5. Proprietary research and vulnerability trend analysis

The final piece of the security puzzle is our internal proprietary research to discover and responsibly disclose new vulnerabilities in the open source ecosystem. At Snyk we see the role of discovering and responsibly disclosing new vulnerabilities as key to keeping the ecosystem safe, and we utilize our database of existing vulnerabilities in order to do so. By looking into trends in vulnerabilities inside a specific language or across multiple languages we identify key characteristics of vulnerabilities that are likely to be prevalent in the ecosystem.

In other words, if we see that a certain vulnerability is popping up in several different packages across the ecosystem—all with similar attack vectors—we know that it is likely there are additional vulnerabilities in the ecosystem, not yet found. Moreover, we know that it is likely that other, more malicious actors, are aware of this possibility and are looking to use it to their advantage. 

Therefore Snyk attempts to use our research capabilities judiciously and efficiently to uncover either large scale new vulnerability types, such as zip-slip, or to discover new instances of trending vulnerability types in popular packages. In order to do this research. we rely on a mix of big data spelunking to identify vulnerable snippet types, code patterns, or other similar characteristics in potentially vulnerable packages—alongside research into various exploit vectors which our internal tooling is then able to run against the potentially vulnerable package and determine if it is indeed vulnerable (see proprietary vulnerabilities).

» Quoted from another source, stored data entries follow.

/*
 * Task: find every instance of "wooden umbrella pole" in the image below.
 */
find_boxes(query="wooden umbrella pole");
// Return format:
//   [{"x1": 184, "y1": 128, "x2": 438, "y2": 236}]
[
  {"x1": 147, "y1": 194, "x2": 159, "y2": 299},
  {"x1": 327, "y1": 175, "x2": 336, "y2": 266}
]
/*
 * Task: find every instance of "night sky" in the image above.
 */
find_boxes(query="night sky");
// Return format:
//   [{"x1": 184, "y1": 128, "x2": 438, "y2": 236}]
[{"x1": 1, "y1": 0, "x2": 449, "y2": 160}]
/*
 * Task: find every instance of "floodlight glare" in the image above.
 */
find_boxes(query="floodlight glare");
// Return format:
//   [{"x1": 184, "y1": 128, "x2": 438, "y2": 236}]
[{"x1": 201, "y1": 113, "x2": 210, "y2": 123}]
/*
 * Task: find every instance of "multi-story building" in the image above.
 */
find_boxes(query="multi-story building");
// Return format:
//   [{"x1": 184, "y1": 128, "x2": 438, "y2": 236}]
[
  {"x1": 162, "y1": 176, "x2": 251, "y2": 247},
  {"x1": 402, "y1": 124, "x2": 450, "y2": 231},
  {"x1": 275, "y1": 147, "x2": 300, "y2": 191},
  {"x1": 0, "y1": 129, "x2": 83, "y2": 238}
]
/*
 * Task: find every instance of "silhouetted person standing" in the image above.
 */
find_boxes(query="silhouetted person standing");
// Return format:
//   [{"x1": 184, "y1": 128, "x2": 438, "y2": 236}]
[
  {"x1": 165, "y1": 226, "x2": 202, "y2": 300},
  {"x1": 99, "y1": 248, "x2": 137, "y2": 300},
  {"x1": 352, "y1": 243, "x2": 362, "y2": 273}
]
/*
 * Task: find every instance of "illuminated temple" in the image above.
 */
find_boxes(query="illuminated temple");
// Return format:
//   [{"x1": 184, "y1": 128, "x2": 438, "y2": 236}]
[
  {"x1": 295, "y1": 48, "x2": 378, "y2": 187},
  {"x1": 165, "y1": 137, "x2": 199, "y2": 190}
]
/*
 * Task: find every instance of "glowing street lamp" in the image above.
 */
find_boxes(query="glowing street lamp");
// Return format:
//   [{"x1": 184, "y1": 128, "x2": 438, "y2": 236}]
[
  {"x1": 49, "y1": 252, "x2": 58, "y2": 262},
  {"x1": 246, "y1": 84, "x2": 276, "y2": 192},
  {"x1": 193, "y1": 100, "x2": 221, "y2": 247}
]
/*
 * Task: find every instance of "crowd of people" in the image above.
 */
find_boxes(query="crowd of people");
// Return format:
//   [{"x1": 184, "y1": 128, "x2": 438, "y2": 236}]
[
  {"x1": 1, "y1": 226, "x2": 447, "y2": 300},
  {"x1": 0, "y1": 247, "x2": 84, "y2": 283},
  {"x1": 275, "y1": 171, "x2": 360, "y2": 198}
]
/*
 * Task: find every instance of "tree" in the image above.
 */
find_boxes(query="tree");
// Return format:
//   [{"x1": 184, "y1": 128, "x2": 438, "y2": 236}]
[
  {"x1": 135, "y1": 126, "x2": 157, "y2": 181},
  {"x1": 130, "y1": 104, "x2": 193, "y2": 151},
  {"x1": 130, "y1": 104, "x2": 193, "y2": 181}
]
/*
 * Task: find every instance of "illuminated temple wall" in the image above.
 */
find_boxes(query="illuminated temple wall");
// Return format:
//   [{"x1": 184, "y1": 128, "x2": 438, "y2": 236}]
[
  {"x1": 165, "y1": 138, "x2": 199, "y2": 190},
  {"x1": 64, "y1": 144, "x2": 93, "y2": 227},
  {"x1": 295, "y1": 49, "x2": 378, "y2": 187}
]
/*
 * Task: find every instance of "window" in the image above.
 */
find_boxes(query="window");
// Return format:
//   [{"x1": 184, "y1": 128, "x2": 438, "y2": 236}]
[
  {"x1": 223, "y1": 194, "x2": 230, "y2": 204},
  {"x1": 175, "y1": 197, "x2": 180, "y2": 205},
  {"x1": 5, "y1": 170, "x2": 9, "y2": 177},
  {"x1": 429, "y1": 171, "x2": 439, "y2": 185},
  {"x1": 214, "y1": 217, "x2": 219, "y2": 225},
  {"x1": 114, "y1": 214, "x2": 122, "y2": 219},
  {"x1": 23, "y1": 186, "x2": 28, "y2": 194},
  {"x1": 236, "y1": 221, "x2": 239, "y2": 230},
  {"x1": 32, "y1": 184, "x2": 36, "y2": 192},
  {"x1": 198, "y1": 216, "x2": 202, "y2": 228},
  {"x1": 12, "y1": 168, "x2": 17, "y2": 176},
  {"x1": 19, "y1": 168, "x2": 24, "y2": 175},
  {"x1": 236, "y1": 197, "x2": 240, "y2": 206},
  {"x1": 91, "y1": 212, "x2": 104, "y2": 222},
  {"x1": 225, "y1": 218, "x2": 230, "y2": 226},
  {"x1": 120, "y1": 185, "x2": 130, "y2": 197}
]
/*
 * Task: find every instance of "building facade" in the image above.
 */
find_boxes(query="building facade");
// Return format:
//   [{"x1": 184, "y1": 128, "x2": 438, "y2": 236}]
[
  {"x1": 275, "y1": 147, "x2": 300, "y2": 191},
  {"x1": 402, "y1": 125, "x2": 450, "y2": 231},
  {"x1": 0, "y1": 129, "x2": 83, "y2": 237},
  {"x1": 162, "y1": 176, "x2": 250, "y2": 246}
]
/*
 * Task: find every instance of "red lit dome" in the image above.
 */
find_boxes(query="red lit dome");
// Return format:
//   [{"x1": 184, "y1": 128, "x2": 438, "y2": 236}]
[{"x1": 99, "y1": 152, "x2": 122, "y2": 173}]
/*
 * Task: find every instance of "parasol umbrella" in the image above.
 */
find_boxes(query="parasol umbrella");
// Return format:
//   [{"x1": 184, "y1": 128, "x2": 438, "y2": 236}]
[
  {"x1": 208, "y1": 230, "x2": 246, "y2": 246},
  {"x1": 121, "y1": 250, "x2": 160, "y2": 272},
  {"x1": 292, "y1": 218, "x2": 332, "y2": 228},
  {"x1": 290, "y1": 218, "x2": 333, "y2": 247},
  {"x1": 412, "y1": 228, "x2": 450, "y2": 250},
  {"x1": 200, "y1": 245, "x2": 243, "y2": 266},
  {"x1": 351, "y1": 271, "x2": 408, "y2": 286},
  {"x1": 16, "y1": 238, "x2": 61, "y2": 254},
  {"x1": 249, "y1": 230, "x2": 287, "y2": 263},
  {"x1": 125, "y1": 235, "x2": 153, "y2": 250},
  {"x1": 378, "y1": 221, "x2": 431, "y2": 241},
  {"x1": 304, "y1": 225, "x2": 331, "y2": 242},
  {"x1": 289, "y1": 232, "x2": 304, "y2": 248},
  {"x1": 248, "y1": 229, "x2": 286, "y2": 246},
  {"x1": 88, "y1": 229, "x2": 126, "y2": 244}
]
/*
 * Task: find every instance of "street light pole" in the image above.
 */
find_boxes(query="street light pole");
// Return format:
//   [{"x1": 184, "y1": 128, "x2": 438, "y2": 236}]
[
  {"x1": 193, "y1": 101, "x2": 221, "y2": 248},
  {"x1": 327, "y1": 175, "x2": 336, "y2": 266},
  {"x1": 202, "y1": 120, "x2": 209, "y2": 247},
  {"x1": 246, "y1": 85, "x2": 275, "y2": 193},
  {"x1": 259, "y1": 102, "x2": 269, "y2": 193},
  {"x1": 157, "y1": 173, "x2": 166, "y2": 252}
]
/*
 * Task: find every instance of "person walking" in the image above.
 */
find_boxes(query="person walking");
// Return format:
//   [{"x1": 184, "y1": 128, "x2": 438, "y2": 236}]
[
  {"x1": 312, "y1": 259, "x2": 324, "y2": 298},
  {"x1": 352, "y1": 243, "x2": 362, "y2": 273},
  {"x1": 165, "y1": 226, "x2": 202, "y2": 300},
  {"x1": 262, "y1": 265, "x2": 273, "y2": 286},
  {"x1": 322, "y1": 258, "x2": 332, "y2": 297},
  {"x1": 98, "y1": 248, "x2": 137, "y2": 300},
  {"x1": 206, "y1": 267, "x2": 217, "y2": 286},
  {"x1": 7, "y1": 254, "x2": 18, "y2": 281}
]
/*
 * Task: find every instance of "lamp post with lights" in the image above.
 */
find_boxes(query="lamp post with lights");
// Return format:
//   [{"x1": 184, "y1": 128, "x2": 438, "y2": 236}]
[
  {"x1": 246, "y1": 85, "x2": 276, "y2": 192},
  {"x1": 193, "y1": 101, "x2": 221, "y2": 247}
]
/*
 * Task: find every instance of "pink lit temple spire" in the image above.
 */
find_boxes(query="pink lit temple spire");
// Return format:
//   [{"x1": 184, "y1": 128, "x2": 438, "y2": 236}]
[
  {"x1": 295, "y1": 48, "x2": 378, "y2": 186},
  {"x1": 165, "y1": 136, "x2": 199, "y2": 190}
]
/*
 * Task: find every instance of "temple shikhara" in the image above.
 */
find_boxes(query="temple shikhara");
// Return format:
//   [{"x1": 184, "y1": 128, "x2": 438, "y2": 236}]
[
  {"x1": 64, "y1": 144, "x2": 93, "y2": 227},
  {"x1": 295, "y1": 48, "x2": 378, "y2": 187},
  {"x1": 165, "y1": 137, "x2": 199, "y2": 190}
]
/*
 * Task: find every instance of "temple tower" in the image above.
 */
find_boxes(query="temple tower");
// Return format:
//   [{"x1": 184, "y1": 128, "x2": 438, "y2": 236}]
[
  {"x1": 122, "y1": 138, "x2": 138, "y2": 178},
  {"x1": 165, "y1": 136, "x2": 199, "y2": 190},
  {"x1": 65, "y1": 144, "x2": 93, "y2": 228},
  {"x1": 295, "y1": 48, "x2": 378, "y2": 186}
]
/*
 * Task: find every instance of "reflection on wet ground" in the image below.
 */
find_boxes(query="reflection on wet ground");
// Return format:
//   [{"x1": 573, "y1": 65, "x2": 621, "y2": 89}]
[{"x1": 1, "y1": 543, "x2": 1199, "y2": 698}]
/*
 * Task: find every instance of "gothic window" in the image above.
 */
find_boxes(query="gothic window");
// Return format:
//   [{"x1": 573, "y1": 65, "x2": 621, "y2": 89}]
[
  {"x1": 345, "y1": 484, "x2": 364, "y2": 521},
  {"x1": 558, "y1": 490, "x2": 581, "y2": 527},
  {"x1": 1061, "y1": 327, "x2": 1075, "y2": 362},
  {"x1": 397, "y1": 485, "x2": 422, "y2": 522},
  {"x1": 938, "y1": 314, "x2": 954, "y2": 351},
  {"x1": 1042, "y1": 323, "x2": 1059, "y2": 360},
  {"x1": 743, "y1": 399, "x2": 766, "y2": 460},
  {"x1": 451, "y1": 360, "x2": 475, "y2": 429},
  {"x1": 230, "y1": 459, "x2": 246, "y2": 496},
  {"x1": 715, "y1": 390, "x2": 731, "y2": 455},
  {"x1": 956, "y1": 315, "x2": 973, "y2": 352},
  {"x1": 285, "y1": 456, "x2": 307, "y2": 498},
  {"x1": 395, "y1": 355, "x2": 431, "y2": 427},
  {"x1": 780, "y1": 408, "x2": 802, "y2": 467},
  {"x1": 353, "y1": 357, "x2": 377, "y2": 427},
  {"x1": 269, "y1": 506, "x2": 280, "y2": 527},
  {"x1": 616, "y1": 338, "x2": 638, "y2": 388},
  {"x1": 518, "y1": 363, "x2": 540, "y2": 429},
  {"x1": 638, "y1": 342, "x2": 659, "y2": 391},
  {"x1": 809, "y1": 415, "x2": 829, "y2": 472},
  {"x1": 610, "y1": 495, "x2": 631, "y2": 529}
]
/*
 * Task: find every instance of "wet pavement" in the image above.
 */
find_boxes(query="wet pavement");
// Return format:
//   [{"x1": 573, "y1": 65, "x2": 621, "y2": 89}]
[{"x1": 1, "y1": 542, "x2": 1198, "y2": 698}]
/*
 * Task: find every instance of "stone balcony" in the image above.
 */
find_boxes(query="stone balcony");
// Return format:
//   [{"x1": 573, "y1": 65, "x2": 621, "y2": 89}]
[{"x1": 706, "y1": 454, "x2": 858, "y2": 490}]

Once uncovered, we use our responsible disclosure timeline and methodology to disclose vulnerabilities to the affected maintainers and help work on a fix, before disclosing the vulnerability publicly in our database and assigning it a CVE.

Summary

The result of all this hard work is that the security product we provide achieves four critical goals:

  1. Timeliness—the information our users are getting on vulnerabilities and exploits is timely enough for them to act upon it, giving them warnings on vulnerabilities often well before they are made more widely available and malicious actors can act upon them.
  2. Completeness—users can rest easy knowing they are getting the complete picture of their vulnerabilities and not having to worry about the fact that additional, potentially exploitable, vulnerabilities might be lurking in their codebase. 
  3. Accuracy—the data provided is accurate to remove the dreaded white noise and false positives from a security scan.
  4. Actionable—the data allows developers to quickly triage the vulnerabilities that impact them and prioritize their work accordingly.

Together, these four goals allow a Snyk user to know that, despite the never-ending jungle of vulnerabilities inside open source ecosystems, they have a dedicated team of security experts on their side, waiting and ready to spring into action to give them all the information they need to keep themselves (and the rest of open source) safe.